Magna wants to convince the German federal and state governments that its plan best guarantees Opel its long-term independence from GM and ensures the European carmaker can decide for itself on issues including where it would develop new vehicle architectures or key modules and components.
Before approving the offer, Magna’s board called explicitly for a legally separate holding to manage its stake in Opel in order to head off concerns that know-how developed together with rival carmakers could end up being intentionally leaked to Opel.
RHJ, meanwhile, said in a letter to Premier Juergen Ruettgers of North Rhine-Westphalia, home to Opel’s Bochum plant, that while it would eliminate 3.900 jobs by 2014, including 2,200 in his state, it did not foresee any compulsory layoffs in Germany.
GM needs to give up a majority stake in Opel in order for the Ruesselsheim-based carmaker to qualify for billions in state aid, but a faction within GM clearly favours a deal with RHJ that could see the U.S. company reacquiring its lost holding when RHJ exits its investment at a later date.
RHJ, a Belgian-listed company that was originally called Ripplewood Holdings Japan and which still has loose ties to the U.S. private equity firm, confirmed on Monday that it would submit a “compelling” offer. The latest plans indicated that it would offer 275 million euros in equity for a 50.1 percent stake.

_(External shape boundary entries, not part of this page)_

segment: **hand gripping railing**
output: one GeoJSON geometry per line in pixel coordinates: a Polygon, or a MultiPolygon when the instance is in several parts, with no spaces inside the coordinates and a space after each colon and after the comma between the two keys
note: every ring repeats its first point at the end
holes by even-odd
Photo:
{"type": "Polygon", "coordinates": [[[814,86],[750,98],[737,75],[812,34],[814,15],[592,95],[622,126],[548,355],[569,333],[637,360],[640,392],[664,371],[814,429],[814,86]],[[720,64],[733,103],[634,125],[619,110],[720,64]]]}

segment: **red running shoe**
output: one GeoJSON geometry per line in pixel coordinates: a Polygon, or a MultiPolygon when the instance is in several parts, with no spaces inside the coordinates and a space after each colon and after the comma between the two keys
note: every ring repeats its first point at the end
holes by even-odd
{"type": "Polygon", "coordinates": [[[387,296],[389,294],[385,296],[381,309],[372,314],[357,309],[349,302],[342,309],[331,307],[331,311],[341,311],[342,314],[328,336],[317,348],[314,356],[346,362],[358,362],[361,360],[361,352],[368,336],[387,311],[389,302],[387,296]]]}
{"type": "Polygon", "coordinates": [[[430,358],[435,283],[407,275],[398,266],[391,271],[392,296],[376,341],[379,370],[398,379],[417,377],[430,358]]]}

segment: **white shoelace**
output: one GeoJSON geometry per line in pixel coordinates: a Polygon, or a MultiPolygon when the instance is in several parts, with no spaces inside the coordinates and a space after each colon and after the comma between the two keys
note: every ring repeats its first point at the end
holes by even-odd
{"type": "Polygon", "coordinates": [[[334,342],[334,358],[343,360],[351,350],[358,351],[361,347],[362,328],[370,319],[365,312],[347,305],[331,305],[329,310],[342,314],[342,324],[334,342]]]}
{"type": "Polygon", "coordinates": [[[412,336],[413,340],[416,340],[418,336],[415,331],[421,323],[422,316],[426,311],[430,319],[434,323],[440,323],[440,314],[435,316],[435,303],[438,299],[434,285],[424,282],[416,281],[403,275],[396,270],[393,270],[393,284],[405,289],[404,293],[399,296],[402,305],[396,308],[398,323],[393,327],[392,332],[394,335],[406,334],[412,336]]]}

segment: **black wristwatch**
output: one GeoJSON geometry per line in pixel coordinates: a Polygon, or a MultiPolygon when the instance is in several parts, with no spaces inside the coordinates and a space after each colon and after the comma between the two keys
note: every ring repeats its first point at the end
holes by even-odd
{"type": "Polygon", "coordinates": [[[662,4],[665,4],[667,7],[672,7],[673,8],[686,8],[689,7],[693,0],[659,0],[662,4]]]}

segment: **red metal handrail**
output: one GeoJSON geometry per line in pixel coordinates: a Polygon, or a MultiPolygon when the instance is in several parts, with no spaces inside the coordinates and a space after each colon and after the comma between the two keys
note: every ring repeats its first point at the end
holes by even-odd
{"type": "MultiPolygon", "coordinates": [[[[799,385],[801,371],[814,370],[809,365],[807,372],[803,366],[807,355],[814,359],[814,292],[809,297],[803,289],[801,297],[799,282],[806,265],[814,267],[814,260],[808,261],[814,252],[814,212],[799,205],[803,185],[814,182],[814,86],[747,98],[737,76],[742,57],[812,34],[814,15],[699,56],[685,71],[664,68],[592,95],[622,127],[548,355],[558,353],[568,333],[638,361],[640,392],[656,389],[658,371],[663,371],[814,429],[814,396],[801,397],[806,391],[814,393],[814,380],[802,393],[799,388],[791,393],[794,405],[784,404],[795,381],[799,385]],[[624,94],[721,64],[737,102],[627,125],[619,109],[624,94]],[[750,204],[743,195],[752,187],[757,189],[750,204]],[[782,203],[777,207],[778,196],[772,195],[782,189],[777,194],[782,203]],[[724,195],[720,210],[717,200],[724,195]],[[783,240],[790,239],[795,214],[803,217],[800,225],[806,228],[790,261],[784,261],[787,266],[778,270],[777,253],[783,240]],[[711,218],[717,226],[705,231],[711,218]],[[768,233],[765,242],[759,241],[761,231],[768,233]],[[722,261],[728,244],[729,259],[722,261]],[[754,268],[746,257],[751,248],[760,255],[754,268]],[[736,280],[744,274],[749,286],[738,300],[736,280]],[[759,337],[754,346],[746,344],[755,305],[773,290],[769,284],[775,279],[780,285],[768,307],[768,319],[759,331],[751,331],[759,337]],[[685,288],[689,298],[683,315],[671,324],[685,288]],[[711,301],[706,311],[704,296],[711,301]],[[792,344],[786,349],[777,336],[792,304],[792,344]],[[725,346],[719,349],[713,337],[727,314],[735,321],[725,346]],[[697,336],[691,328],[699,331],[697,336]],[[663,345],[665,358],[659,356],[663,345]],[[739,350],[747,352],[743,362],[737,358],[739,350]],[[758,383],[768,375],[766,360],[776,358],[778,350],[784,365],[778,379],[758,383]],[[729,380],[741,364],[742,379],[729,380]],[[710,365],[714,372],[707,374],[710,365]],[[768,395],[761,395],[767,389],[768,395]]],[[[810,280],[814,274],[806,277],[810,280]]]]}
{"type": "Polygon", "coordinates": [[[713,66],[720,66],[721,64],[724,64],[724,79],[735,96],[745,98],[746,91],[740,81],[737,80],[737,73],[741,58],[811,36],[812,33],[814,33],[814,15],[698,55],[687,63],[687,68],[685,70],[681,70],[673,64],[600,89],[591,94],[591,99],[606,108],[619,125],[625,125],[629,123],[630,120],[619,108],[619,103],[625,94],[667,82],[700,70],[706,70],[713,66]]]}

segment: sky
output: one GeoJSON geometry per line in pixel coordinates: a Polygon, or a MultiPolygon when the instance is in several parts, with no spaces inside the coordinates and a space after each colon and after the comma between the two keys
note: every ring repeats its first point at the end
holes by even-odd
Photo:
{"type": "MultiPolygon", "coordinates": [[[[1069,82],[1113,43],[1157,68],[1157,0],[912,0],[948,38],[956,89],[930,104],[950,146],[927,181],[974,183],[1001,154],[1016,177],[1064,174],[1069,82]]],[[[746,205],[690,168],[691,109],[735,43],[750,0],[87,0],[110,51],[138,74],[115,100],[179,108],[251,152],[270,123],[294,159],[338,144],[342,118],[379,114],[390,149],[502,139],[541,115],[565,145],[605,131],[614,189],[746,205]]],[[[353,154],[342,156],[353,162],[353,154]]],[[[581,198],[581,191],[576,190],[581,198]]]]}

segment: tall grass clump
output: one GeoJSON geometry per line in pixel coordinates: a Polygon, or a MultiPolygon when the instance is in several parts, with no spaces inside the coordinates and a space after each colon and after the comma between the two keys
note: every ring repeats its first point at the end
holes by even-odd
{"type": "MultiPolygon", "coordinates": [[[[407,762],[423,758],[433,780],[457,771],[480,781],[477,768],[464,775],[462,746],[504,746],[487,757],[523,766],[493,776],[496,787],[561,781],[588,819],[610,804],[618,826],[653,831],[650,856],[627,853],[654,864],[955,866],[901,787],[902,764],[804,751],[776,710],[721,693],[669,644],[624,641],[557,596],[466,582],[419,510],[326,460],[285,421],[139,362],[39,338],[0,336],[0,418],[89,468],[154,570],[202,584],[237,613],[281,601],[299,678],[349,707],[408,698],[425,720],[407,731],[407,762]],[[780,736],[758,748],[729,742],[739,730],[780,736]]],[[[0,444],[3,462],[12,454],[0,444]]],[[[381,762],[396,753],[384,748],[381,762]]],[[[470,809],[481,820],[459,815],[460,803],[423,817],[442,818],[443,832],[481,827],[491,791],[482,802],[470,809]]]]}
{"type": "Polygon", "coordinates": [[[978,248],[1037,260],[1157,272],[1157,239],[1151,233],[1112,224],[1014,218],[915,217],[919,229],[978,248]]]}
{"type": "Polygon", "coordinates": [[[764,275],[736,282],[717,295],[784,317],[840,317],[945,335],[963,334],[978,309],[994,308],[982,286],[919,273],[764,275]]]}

Magna stuck to its offer of 100 million euros in cash and another 400 million in loans to Opel convertible into equity — likely split up evenly with consortium partner Sberbank.
Although Sberbank would be expected to pool its votes with Magna to ensure majority control, GM would technically remain the largest single shareholder with a 35 percent stake. Opel staff would receive the other 10 percent as under RHJ’s plan.
Opel labour leader and deputy chairman Klaus Franz and powerful German union IG Metall are mobilising opposition against RHJ’s offer.
Unlike Magna, the Belgian firm has not visited a single Opel plant to conduct their own analysis and is basing its concept solely on GM’s restructuring plan, Franz said.
“A job reduction of about 500 engineers is planned which could lead to the relocation of one major Opel European project to the U.S. We are also endangered by losing capability and responsibility in Powertrain [engines and transmissions],” Franz said in a letter to staff that was seen by Reuters.
“Contrary to that Magna is planning additional models and a new ‘A’ (small car) architecture.”
Franz told Reuters that GM wants also to claim licensing fees for example on development work for a fuel-saving dual clutch transmission although GM doesn’t offer the technology.
The labour leader, who believes GM would run things under a deal with RHJ, played a critical role in scuppering any political support for Fiat’s Opel bid and has thrown his entire weight and credibility behind Magna.